Earlier this week, after hearing that Pete Seeger had passed away, I quickly began to feel overwhelmed. What’s the best way to celebrate the life of someone with such a staggering legacy, whose music empowered so many generations of people, groups, and movements?
Obituaries, radio tributes, and concert footage started pouring into my online newsfeeds, giving me plenty of ways to commemorate Seeger’s gifts to the world. But something was missing. When I arrived for my work shift at Wesleyan’s music library on Tuesday night, I realized what it was.
I wrote a feature for The Argus last semester on Wesleyan’s World Music Archives, a treasure trove of recordings housed on the third floor of Olin Library. Among these recordings is a collection of three decades of audio footage from the Towne Crier Café in upstate New York, a longtime hub for American folk music and world music performers. Seeger, a local, frequented this venue. He first performed there in 1973, the same year the Towne Crier was founded by Phil Ciganer, who still owns the café.
For people who want to listen to any Towne Crier performances from between 1973 and 2003, Wesleyan is the place to go. The World Music Archives houses the only copies of these recordings, all of which are available on either reel-to-reel tape or cassettes, and a few of which are now available on CD as well.
Sifting through this collection on Tuesday, I found CD copies of three of Seeger’s performances: one from June 1973, one from November 1982, and one from November 1984. When I popped the first CD into one of the music library’s stereo systems, put on a pair of headphones, and pressed play, I was curious, but I wasn’t prepared to be as blown away as I was. The sound of Seeger’s voice, accompanied by the twang of his banjo and the hum of the audience, was so real and pure and direct that it trumped all the other tributes I had read and heard that day.

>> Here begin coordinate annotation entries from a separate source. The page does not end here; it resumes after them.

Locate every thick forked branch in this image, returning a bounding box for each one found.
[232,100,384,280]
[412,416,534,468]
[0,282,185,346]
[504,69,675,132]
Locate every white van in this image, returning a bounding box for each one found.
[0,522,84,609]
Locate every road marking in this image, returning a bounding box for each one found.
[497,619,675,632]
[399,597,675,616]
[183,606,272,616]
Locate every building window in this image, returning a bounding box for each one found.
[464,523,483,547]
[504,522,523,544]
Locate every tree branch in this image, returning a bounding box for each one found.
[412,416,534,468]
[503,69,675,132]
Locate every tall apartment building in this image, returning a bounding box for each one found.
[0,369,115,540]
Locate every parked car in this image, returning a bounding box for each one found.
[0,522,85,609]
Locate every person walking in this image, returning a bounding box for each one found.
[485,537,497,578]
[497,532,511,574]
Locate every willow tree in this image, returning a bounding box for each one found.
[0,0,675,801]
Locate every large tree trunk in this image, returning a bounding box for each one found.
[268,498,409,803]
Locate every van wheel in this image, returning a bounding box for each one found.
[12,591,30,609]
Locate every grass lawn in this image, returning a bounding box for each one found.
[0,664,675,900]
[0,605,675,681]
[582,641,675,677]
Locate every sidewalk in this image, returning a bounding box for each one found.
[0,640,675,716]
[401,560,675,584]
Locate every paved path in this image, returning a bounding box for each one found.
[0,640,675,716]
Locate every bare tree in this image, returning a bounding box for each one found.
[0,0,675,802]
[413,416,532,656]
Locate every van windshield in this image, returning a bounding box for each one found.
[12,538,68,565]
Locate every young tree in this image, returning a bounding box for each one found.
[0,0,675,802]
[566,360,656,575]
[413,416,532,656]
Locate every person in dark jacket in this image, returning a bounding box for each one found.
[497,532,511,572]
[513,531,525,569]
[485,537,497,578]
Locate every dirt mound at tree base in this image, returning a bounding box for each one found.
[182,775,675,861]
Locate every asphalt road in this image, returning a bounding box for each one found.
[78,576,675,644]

After listening for a while, I struck up a conversation with Director of the World Music Archives Alec McLane, who told me more about the background of the collection.
“The Towne Crier has been owned by Phil Ciganer since the early- to mid-1970s,” McLane said. “From that point onward, whenever he had performers there, he would make recordings of them. This venue was a very good one for the local folk and singer-songwriter scene–that is, in the Hudson Valley–and also expanded to include the larger world of folk music and singer-songwriters.”

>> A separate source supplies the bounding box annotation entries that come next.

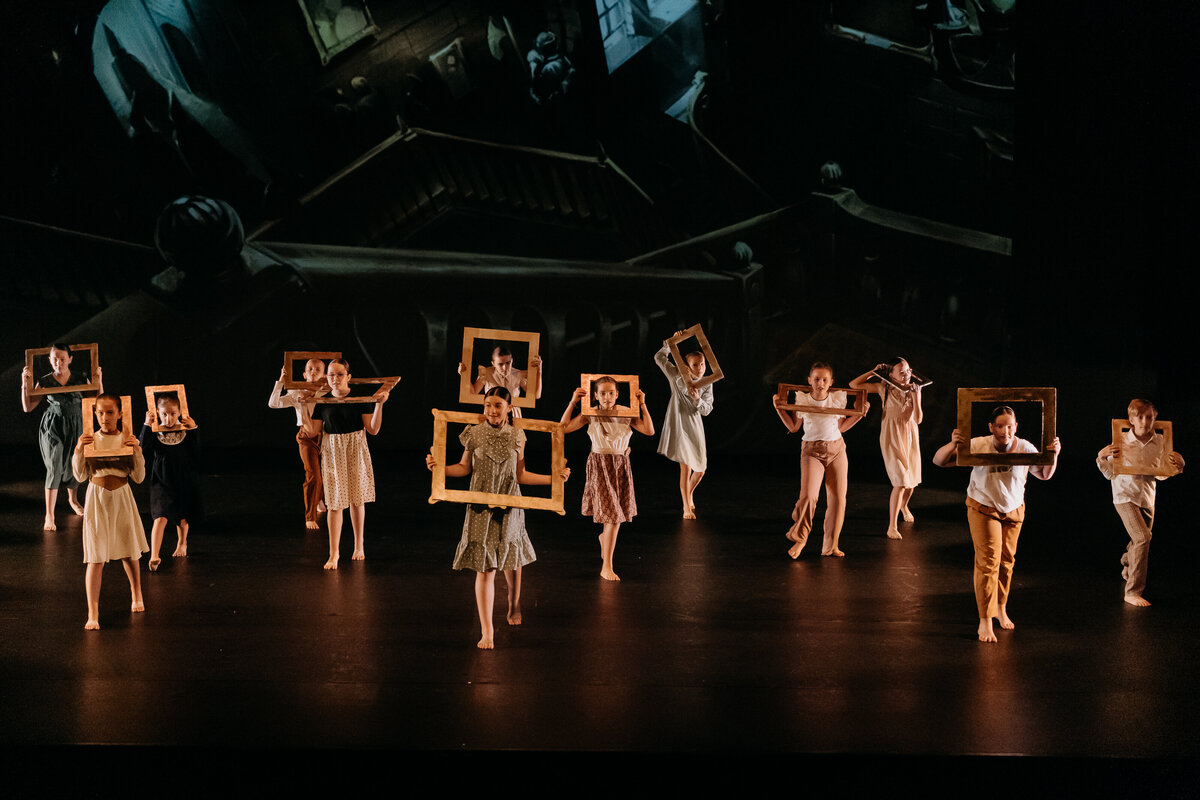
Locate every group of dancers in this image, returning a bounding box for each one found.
[22,331,1184,649]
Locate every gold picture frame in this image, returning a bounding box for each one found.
[430,409,566,516]
[458,327,541,408]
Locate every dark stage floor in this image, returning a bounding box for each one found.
[0,452,1200,791]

The Towne Crier, which recently relocated from Pawling, N.Y. to Beacon, N.Y., continues to celebrate local folk music today. In fact, on Wednesday, Jan. 29, hundreds of people gathered at the Towne Crier for a night of tributes to Pete Seeger, who performed there as recently as November 2013.
“I think there’s considerably more [of Seeger’s performances] than what we’ve digitized,” McLane said. “Pete certainly played at the Towne Crier after 1984, so we’ve probably just tried to preserve those and not yet digitized them.”
McLane noted that the Towne Crier collection features countless performances from members of the Seeger family, as well as members of the Guthrie family and plenty of other big-name folk musicians. However, only 24 of these recordings have so far been digitized onto CDs and added to the library catalogue.
The people who run the World Music Archives hope to one day make the Towne Crier collection available online. But this requires getting permission from the performers, or, as is now the case with Pete Seeger’s recordings, the performers’ heirs. For now, the recordings are only available for in-house listening at Olin.
“We really have to protect these, more than a lot of what we have,” McLane said. “It’s so tempting–it’s so much easier–for people to just pop the CDs into their laptops to listen, rather than sit with the equipment in the carrels. But we really don’t want to risk making copies.”
There’s something pretty special, though, about listening to these recordings at Olin.
It is an experience simultaneously intimate and connected, tapped into the collective voice that Seeger cherished so much.